Trabalho publicado, originalmente, no Anuário Brasileiro de Psicanálise, 1992/1993, Editora Relume-Dumará.


La raiz del lenguaje es irracional y de carácter mágico. El danés que articulaba el nombre de Thor o el sajón que articulaba el nombre de Thunor no sabia si esas palavras significaban el dios trueno o el estrépito que sucede al relámpago. La poesia quíere volver a esa antigua magia.Sín prefijadas leyes, obra de un modo vacilante y osado, como si caminara en la oscuridad. Ajedrez misterioso la poesia, cuyo tablero y cuyas piezas cambian como en un sueño y sobre el cual me inclinaré después de haber muerto.

Jorge Luis Borges


O anjo Damiel em "Asas do Desejo" de Wim Wenders torna-se humano por amor a uma mulher.
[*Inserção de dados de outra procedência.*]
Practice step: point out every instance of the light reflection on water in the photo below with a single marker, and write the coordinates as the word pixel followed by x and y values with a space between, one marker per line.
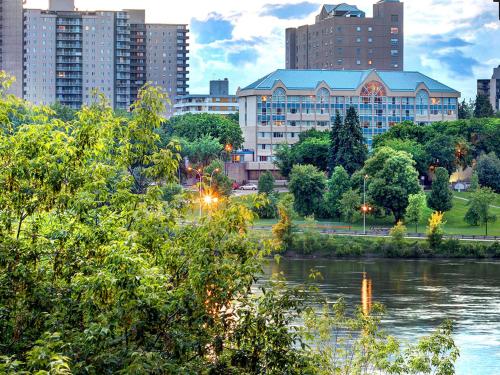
pixel 418 296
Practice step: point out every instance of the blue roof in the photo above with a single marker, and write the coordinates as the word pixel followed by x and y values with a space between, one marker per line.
pixel 346 80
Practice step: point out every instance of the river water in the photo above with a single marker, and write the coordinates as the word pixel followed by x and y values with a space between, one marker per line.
pixel 419 295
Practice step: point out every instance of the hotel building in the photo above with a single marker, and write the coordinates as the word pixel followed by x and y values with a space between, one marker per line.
pixel 275 109
pixel 344 38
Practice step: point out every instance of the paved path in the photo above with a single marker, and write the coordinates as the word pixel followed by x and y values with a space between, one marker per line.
pixel 465 199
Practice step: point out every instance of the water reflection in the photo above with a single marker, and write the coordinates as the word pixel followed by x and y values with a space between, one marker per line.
pixel 418 296
pixel 366 294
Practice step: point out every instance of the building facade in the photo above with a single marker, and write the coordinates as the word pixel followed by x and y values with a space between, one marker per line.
pixel 491 88
pixel 277 108
pixel 344 38
pixel 11 42
pixel 63 55
pixel 217 102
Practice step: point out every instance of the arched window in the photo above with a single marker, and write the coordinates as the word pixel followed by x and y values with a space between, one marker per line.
pixel 422 102
pixel 279 96
pixel 373 89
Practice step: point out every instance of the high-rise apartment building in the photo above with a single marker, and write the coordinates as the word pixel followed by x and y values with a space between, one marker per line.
pixel 491 88
pixel 69 53
pixel 343 38
pixel 11 42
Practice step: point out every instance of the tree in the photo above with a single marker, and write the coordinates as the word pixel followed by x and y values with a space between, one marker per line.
pixel 435 230
pixel 338 184
pixel 307 184
pixel 350 203
pixel 479 208
pixel 488 171
pixel 266 183
pixel 283 229
pixel 465 110
pixel 474 182
pixel 334 141
pixel 392 178
pixel 201 152
pixel 416 208
pixel 195 126
pixel 483 107
pixel 441 196
pixel 351 151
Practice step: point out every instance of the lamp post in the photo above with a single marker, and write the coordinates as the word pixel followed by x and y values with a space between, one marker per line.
pixel 364 204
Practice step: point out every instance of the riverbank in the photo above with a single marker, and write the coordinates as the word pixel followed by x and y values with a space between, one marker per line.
pixel 314 246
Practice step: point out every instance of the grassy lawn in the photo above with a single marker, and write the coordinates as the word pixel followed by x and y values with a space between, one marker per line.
pixel 454 220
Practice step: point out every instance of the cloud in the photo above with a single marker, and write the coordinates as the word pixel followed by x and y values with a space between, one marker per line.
pixel 458 63
pixel 290 11
pixel 243 57
pixel 212 29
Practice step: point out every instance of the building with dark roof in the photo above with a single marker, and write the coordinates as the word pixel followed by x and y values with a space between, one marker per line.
pixel 275 109
pixel 344 38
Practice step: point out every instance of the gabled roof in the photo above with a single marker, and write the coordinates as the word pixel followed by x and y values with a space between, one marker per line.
pixel 343 8
pixel 346 80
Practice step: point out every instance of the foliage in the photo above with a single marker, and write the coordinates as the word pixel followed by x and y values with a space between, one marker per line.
pixel 350 203
pixel 392 178
pixel 435 229
pixel 488 170
pixel 201 152
pixel 398 232
pixel 441 196
pixel 195 126
pixel 338 184
pixel 307 184
pixel 483 107
pixel 283 229
pixel 217 180
pixel 479 208
pixel 474 182
pixel 311 149
pixel 417 205
pixel 351 151
pixel 335 134
pixel 266 183
pixel 337 339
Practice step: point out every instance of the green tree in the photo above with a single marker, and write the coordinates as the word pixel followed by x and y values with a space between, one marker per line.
pixel 201 152
pixel 417 205
pixel 338 184
pixel 195 126
pixel 479 208
pixel 474 182
pixel 488 171
pixel 483 107
pixel 392 178
pixel 335 134
pixel 283 229
pixel 441 196
pixel 351 152
pixel 307 184
pixel 266 183
pixel 350 203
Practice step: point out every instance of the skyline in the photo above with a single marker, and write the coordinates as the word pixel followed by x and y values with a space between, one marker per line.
pixel 224 42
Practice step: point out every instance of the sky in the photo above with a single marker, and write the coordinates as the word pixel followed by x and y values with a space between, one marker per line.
pixel 453 41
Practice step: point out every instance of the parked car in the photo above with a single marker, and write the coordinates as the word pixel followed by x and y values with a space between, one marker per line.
pixel 248 187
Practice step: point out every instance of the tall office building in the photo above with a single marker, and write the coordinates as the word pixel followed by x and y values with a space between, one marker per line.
pixel 11 42
pixel 343 38
pixel 491 88
pixel 69 53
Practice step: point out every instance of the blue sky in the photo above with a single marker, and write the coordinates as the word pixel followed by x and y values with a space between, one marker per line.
pixel 455 42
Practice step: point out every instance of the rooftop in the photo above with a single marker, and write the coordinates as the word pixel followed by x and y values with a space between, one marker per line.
pixel 346 80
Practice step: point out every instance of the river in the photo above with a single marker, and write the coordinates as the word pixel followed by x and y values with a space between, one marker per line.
pixel 419 295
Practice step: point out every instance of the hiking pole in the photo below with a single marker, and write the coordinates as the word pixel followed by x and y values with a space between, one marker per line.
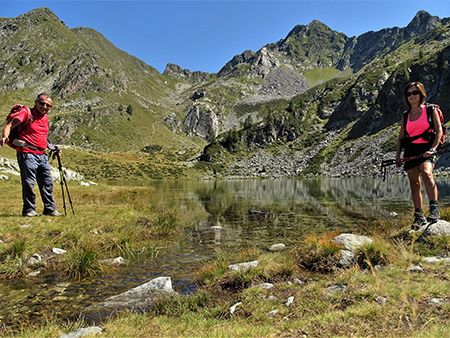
pixel 63 181
pixel 386 163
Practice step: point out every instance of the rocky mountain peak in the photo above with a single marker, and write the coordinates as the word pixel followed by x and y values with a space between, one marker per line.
pixel 422 23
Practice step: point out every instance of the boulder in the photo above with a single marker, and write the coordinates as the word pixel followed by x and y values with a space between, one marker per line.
pixel 139 298
pixel 351 242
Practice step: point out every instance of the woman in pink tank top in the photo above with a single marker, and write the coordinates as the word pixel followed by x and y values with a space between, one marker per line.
pixel 410 138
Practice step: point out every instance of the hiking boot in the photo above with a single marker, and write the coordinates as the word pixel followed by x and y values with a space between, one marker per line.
pixel 30 213
pixel 52 213
pixel 435 214
pixel 419 222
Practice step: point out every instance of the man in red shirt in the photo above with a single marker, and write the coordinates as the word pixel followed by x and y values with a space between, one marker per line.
pixel 33 161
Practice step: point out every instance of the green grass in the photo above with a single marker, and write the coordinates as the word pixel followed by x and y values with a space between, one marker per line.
pixel 303 271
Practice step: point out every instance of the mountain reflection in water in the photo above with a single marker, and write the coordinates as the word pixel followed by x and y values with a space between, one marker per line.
pixel 227 215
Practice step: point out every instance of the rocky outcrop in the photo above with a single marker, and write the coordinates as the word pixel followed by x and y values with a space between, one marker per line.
pixel 139 298
pixel 201 121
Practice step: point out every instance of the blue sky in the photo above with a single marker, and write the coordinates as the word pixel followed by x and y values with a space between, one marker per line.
pixel 205 35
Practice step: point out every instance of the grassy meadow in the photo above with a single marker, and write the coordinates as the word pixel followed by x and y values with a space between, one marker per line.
pixel 382 298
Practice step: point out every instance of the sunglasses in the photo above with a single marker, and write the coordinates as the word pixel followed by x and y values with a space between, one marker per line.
pixel 43 104
pixel 414 92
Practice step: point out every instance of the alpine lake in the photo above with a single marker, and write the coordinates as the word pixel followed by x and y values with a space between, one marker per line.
pixel 231 215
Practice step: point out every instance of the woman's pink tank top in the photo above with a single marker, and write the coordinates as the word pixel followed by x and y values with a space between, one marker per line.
pixel 419 126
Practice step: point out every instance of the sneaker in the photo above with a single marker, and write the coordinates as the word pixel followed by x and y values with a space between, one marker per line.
pixel 30 213
pixel 52 213
pixel 419 221
pixel 435 214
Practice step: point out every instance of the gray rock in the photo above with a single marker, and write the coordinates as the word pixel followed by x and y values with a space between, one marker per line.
pixel 436 259
pixel 277 247
pixel 266 286
pixel 347 258
pixel 113 261
pixel 34 259
pixel 440 228
pixel 437 300
pixel 335 288
pixel 243 266
pixel 84 332
pixel 381 300
pixel 233 308
pixel 141 297
pixel 157 286
pixel 415 268
pixel 289 301
pixel 350 241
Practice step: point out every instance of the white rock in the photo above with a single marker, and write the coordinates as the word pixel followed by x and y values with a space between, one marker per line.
pixel 289 301
pixel 350 241
pixel 233 308
pixel 88 331
pixel 415 268
pixel 59 251
pixel 266 286
pixel 34 273
pixel 277 247
pixel 436 300
pixel 243 266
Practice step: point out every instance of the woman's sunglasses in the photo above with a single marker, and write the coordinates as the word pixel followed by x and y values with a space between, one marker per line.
pixel 414 92
pixel 43 104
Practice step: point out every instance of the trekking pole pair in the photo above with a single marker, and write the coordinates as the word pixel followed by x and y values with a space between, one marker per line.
pixel 386 163
pixel 62 179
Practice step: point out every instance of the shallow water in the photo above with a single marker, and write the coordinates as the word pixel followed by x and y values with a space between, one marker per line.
pixel 226 215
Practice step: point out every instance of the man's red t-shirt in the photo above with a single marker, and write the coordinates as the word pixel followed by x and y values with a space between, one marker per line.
pixel 36 131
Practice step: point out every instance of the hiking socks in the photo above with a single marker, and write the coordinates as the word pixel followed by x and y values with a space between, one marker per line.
pixel 435 214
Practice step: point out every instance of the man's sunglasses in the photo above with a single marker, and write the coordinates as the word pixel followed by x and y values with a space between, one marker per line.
pixel 414 92
pixel 43 104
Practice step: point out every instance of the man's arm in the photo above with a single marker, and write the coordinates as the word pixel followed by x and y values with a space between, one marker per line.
pixel 10 125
No final do filme ele escreve: "Eu sei... agora... o que... nenhum anjo... sabe". O que Damiel sabe, segundo Betty Fuks,2 é que a condição de mortal faz o sujeito buscar a imortalidade no desejo. Por sua vez, a trapezista Marion conquistou a angelitude ao perceber que a vida e os objetos que nela desfilam são apenas transitórios, mas nem por isso menos belos.
Stuart Schneiderman diz que imortal significa simplesmente não mortal e não mortal nem sempre quer dizer vivo para sempre ou eternamente. Não mortal é também uma característica dos mortos. "Só os vivos são mortais. A busca da imortalidade, que geralmente interpretamos como uma busca da vida eterna, um desejo de negar a morte, é apenas outro nome para o desejo da morte."
Desejo de vida. Desejo de morte. Desejo súbito de fazer uma poesia. Tão necessária. Uma que leve embora essa angústia, o soluço engasgado. Uma que traga de volta o sonho. Poesia é tentativa de realização de desejos. Difusos, confusos mesmo, os sentimentos só serão entendidos pelo autor depois. Depois de dar à luz sua poesia.
Ser falante pode ser praga mas ser escrevente é bênção. É um dos possíveis destinos da pulsão. De vida? De morte? O poeta não vive tais dicotomias. Escrever poesia é lidar com o mistério sem o compromisso, aliás impossível, de explicá-lo.
Se queremos explicar o mistério, somos cientistas. Se o respeitamos, mesmo privando da sua identidade, somos poetas e dizemos coisas que não sabíamos saber. Fernando Pessoa4 pergunta:
Tens, como Hamlet, o pavor do desconhecido?Mas o que é conhecido? O que é que tu conheces,Para que chames desconhecido a qualquer coisa em especial?
O mistério, o inusitado, o imprevisível convivem como a poesia. Também na psicanálise. Entre uma linha e outra, nos pedaços em que não se escreve nada, aí ele surge. O poeta e o Inconsciente falam por enigmas.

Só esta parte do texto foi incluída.